Applications: My Pre demo unit had no additional apps, so I fired up the Palm App Store. I actually prefer the UI and browsing options that the Apple App Store: intuitive and easy to find apps. I downloaded the AccuWeather application (see the photo at the top of the screen), and even over the 3G it was fast and intuitive. Bonus: it downloads and installs, without leaving the Store. Nice touch. The Accuweather application makes the Weather Channel App on the iPhone look like a piece of crap, both visually and functionally.
The Notes were cool, though a bit mystifying how you actually finish typing, and go back to the main Notes (note to Palm: add a "done" icon). The Calendar was all it's cracked up to be: massively useful and powerful, although the iPhone with multiple Exchange calendars does much of the same. Visually, nice touches. The Sprint apps were not bad, including the very grainy streamed Sprint TV, and a nice bonus. I didn't get to use the GPS, as my demo unit was not registered for the service, but reviews have been very complimentary. Google Maps was as expected. Overall, the applications were rich and responsive, without the hesitation and general instability of many apps in the iPhone. Overall: 9.
Battery: I picked up my fully charged Pre from its Touchstone, turned on the Wifi and Bluetooth, and began my examination. In 20 minutes, without a Wifi or Bluetooth connection even, the battery was down to 88%. Oof. That's a killer. Some have speculated that the problem is not the battery or the drain from the Pre, but a software problem for battery management, and that Sprint will fix it with an over-the-air update (like the one they released today), but it better happen soon. As it is, I would be very concerned about the battery life. Even my 1G iPhone can go a full day without charging, with Bluetooth and Wifi enabled. Overall: 4.
My overall impressions:
- The phone is definitely ready for primetime. If you are a current Sprint subscriber with iPhone envy, envy no more. Don't hesitate; get it.

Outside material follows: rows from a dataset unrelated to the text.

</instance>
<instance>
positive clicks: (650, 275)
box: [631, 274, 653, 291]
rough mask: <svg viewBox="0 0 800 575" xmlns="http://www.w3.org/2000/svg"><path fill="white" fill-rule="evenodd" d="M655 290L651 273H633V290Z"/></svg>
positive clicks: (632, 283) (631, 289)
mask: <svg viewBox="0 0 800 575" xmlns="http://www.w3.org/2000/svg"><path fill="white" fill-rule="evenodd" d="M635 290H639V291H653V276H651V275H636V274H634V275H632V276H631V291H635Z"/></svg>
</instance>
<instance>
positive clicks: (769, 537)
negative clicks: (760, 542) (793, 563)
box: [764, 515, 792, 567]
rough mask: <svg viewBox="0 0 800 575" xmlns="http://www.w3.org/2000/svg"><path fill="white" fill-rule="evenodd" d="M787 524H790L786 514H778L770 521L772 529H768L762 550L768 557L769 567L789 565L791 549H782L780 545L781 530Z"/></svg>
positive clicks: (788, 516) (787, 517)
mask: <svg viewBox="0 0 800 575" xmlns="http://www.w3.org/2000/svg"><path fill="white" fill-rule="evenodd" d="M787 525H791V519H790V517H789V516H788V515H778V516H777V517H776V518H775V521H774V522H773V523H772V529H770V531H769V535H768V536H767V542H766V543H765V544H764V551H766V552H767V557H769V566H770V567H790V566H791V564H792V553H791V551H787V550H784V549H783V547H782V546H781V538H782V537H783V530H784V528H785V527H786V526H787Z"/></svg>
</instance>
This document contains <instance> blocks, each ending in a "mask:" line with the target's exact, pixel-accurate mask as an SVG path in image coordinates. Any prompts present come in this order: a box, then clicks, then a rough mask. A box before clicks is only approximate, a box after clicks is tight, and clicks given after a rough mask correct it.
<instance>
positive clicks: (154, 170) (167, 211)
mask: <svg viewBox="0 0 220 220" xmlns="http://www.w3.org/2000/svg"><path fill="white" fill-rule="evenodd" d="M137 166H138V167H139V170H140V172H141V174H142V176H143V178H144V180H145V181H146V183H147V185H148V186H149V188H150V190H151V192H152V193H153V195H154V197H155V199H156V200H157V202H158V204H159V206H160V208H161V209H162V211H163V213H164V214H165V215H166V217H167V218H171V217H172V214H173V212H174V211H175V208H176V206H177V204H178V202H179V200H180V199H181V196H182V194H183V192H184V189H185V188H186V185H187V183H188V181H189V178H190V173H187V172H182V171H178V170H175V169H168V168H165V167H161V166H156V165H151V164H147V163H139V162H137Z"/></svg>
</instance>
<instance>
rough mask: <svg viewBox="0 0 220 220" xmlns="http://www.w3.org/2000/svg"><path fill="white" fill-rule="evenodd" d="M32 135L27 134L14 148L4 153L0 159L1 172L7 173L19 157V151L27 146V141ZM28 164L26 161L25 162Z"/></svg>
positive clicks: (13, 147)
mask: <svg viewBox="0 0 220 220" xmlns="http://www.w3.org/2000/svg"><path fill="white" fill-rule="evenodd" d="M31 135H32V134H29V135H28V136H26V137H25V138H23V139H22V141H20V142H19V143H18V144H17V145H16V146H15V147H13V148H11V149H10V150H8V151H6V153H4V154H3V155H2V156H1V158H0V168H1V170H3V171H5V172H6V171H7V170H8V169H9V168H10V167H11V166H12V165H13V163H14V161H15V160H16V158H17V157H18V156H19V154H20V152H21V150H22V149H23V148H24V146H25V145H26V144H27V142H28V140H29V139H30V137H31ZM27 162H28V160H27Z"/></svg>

- If you are an at&t customer, its tempting, but not enough with the expected announcement on Tuesday of the new iPhone and the impending iPhone 3.0 software upgrade.
- G1 users on T-Mobile will look at this and be mystified what the hullabaloo is about (I'm talking to you, Adam). Many of the Pre's innovations are a lift from Android (notifications, background processing), but the Pre does them better, and in a better form factor. Plus...T-Mobile? Seriously? If you are a T-Mobile subscriber, you've already made the leap to a 2nd class carrier; jumping to another (Sprint) for hardware makes no sense with the G1.
- I can see Verizon subscribers wanting this. The lower overall price, superior hardware...makes sense.